100%CPU after network outage

DuncanFairley commented 4 years ago

Hi,

There were two network outages with my ISP today that, after they were resolved, caused icecast to stop responding to traffic. It started using 100% cpu on one of the cores, and didn't log anything for the duration. I had to kill -9 it both times.

I'm currently on 2.4.0-kh13 1592e0e on ubuntu 18.04. Is there anything I can run next time I find it in this state to get useful debug data? Alternatively, is it likely that this issue might already be fixed in kh14?
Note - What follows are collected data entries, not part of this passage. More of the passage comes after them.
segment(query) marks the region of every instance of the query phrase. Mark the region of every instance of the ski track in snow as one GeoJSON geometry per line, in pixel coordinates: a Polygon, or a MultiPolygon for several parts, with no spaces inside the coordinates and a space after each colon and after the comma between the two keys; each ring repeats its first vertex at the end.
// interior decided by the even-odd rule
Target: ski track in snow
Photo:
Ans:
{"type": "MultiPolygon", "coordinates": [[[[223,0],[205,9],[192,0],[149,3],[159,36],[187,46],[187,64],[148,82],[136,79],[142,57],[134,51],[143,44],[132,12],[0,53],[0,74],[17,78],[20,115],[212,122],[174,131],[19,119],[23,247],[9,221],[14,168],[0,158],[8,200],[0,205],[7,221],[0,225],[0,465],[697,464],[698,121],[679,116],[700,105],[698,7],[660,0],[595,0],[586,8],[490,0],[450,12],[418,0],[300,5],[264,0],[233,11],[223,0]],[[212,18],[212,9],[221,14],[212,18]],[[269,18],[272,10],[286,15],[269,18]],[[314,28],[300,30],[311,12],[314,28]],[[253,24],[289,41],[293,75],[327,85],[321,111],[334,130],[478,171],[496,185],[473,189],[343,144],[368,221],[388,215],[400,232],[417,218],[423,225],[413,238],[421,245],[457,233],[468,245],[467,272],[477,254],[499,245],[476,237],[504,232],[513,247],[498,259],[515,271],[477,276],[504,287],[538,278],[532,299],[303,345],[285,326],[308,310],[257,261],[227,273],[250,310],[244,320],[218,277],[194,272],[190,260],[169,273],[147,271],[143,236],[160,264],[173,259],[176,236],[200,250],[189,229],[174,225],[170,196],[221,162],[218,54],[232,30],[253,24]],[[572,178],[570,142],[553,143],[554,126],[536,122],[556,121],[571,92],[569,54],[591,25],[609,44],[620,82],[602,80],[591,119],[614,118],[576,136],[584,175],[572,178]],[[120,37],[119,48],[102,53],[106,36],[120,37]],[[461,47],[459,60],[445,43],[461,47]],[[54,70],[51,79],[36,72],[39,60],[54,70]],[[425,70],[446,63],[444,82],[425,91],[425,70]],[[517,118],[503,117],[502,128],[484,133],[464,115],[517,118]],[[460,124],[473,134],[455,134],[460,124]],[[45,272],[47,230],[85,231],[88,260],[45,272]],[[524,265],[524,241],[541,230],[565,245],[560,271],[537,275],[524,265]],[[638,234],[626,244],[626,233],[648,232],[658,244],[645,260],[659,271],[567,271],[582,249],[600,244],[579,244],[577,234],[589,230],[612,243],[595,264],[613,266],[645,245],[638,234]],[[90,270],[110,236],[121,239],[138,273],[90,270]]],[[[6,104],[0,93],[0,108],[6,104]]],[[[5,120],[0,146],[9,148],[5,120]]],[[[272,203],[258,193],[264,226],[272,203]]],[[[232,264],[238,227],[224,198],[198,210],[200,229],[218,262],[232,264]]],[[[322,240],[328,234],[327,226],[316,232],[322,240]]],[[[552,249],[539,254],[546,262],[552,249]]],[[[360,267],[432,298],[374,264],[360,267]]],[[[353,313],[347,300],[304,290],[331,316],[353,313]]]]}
karlheyes commented 4 years ago

you can run an strace -o output -tt -ff -p pidof icecast and if you have a debug build do a gcore pidof icecast

I'm not aware of any fix since, that definitely resolves a busy loop. There are cases of possible random effects which may show as a busy loop although usually it shows as a crash. kh14 is more stable but the resolved instabilities tend to only occur if certain features are enabled and certain race conditions happen. Some times it is dependent on compiler optimization and/or hardware. The last entries of the error may help.

karl.

Swiftgti commented 4 years ago

Karl I am having same issue in kh14, but when ISP of the incoming mount point fails when when we have connected some thousands users. its possible that using AAC + audio compression is the problem? and that's why you don't see the issue. Also you asked the other day of how may ssl connections we have... its only 10% of all the traffic though ssl

karlheyes commented 4 years ago

For a busy loop to occur on AAC+ only, it would need to be in the frame alignment processing, and that would be hard to see tripping just on a timeout case. The gcore would help identify where it is. Obviously in a busy loop, the strace will probably not show much but a gcore would identify where it is.

While I don't ever rule things out completely, I don't see a case yet of aac+ and timeout causing a busy loop but it could be down to something like some listener details not getting cleared out. Again the more detail the better.

karl.

Swiftgti commented 4 years ago

Karl if I forward the traffic with a fallback Mountpoint To a file. It’s possible that could mitigate this issue ? Because i don’t know if this happens when they request to the Mountpoint without source or instantly when the source gets disconnected.

karlheyes commented 4 years ago

If there is no fallback present, any new listeners will either get a 404 or if it is active at the time of joining then they will get headers then no content and a disconnection. There is a point where listeners are moved/dropped which is where there could be a busy loop case but only the core file will tell me that for sure. Even the logs will indicate something in that situation.

karl.

Swiftgti commented 4 years ago

Karl today we noticed that our servers have 4 cores, but when icecast crash only 2 icecast process goes to + 100%

This gives you any idea ? Or is normal ? Because we also noticed that always only 2 process have really cpu usage always ! The other Icecast process remains at 0%

karlheyes commented 4 years ago

100% constant is not something wanted and does indicate an unwanted loop. I suspect you mean the threads of the process with most of the time with a group that matches the workers setting, eg 2. There are other threads that occur which tend to be blocking so don't tend to be high cpu.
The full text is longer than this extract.